Social psychologists have argued that aggression is the result of frustration. Some believe feelings of aggression can be channelled into harmless activities like sport.

Wars that result from misperceptions, misunderstandings, and miscalculations by statesmen might be prevented by better communications and more accurate information.

Some believe that there is something about human collectives that encourages violence.

There is some evidence, however, that though democratic states fight as frequently as other states, they do not fight each other.

Bargaining theorists of war focus on political causes such as uncertainty, commitment issues, and the indivisibility of some issues in dispute.

Wars ‘Within’ and ‘Beyond’ States

Perhaps because of the spread of democracy, it is often argued that inter-state violence is now less of a problem than it was just a few years ago. Indeed, it has been calculated that since 1970 fewer than 10 per cent of armed conflicts have been inter-state wars fought for traditional objectives. Sometimes, of course, wars straddle both the ‘internal’ and ‘inter-state’ categories. The Indo-China war is a case in point. What started as a colonial war developed into a civil war and became an inter-state war with the intervention of the United States and its allies in Vietnam. In Libya in 2011 resistance to Colonel Gaddafi, triggered by ‘the Arab Spring’, also led to Western intervention in support of the rebels. The subsequent overthrow of Gaddafi meant that the distinction between civil conflict and inter-state conflict was blurred.

One reason why it is argued that inter-state wars may be going out of fashion is that in a globalized world the expected value of conquest has diminished and its costs, both economic and political, have escalated. States bent on improving their standards of living are better advised to spend their money on education, research, and technology than on conquering other countries and trying to hold down hostile populations. The contemporary moral climate makes aggressive wars difficult to justify, and the media revolution makes it difficult to avoid the opprobrium attached to waging them.

General Sir Rupert Smith is one of the most recent in a long line of commentators who echo this fashionable perception that old-fashioned wars are old hat. Violence exists, he says, but ‘wars in the future will not be waged between states. Instead we will fight among the people’ (Smith 2006: 1). The general may be right, but a little reflection suggests that both he and those who think like him may be premature in their judgement. The conflicts between Israel and Hizbullah in Lebanon in 2006, Russia and Georgia in 2008, Israel and Hamas in Gaza in 2008 and 2014, and Russia and Ukraine over the Crimea in 2014, all took place across neighbouring borders. Levy and Thompson have argued that inter-state wars are normally much more significant in their consequences than intra-state conflicts (Levy and Thompson 2010). It is also possible to envisage a scenario, perhaps not far into the future, when there is p. 84a desperate scramble for scarce resources by capitalist countries that find it increasingly difficult to sustain their profligate lifestyles as vital minerals, particularly fossil fuels, start to run out.

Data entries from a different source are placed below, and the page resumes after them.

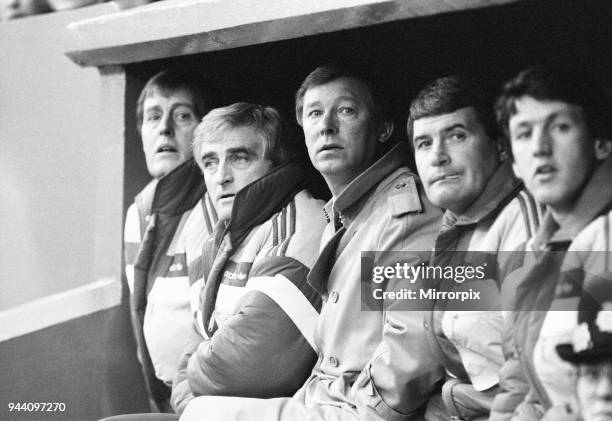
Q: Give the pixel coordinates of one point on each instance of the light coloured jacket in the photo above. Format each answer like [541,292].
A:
[534,380]
[383,209]
[156,272]
[255,311]
[468,342]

If that should happen, advanced industrial countries might face the stark choice between going under or waging inter-state war to secure supplies of essential materials. Take oil for example. To deny a modern industrial state oil is to deny it the means of survival. Since no state has ever committed suicide, who can doubt that, faced with the destruction of their way of life, states will do whatever is necessary to secure adequate supplies of oil—including waging inter-state war. In short, inter-state war is not yet off the agenda, even for civilized states that pride themselves on their peaceful intentions.

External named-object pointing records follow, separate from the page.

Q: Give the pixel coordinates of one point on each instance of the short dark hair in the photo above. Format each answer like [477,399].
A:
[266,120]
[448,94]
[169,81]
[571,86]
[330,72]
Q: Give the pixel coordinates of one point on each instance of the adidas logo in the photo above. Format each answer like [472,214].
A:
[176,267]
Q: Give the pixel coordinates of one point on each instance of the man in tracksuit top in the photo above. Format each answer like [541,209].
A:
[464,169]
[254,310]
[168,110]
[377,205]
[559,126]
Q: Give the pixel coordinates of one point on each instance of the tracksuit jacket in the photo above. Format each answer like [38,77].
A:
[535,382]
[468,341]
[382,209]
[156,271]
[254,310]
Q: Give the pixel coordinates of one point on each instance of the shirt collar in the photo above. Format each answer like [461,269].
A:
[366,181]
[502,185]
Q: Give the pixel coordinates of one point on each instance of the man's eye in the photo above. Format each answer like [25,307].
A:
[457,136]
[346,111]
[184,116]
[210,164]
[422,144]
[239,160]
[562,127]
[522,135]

Even if it is accepted that there has been a decline in inter-state wars, this does not explain the rising incidence of internal war. There are a number of reasons why civil wars have become common, but perhaps the most basic is that in many parts of the world sovereign states—which are usually defined in terms of the monopoly of military power that they wield within their territory—have lost that monopoly to a variety of bodies, be they tribes, ethnic groups, terrorists, warlords, splinter groups, or armed gangs. As the conflict in Syria demonstrates, when governments lose their monopoly of military force they can no longer control their territory or their people. The domestic environment begins to resemble the ungoverned international system which, as we saw earlier in this chapter, is a structural, ‘permissive’ cause of war. In Hobbesian anarchy, ancient tensions and hatreds that were previously contained burst to the surface. We have also seen the consequences of this in Bosnia, Kosovo, Chechnya, Afghanistan, Sierra Leone, Somalia, East Timor, and Haiti.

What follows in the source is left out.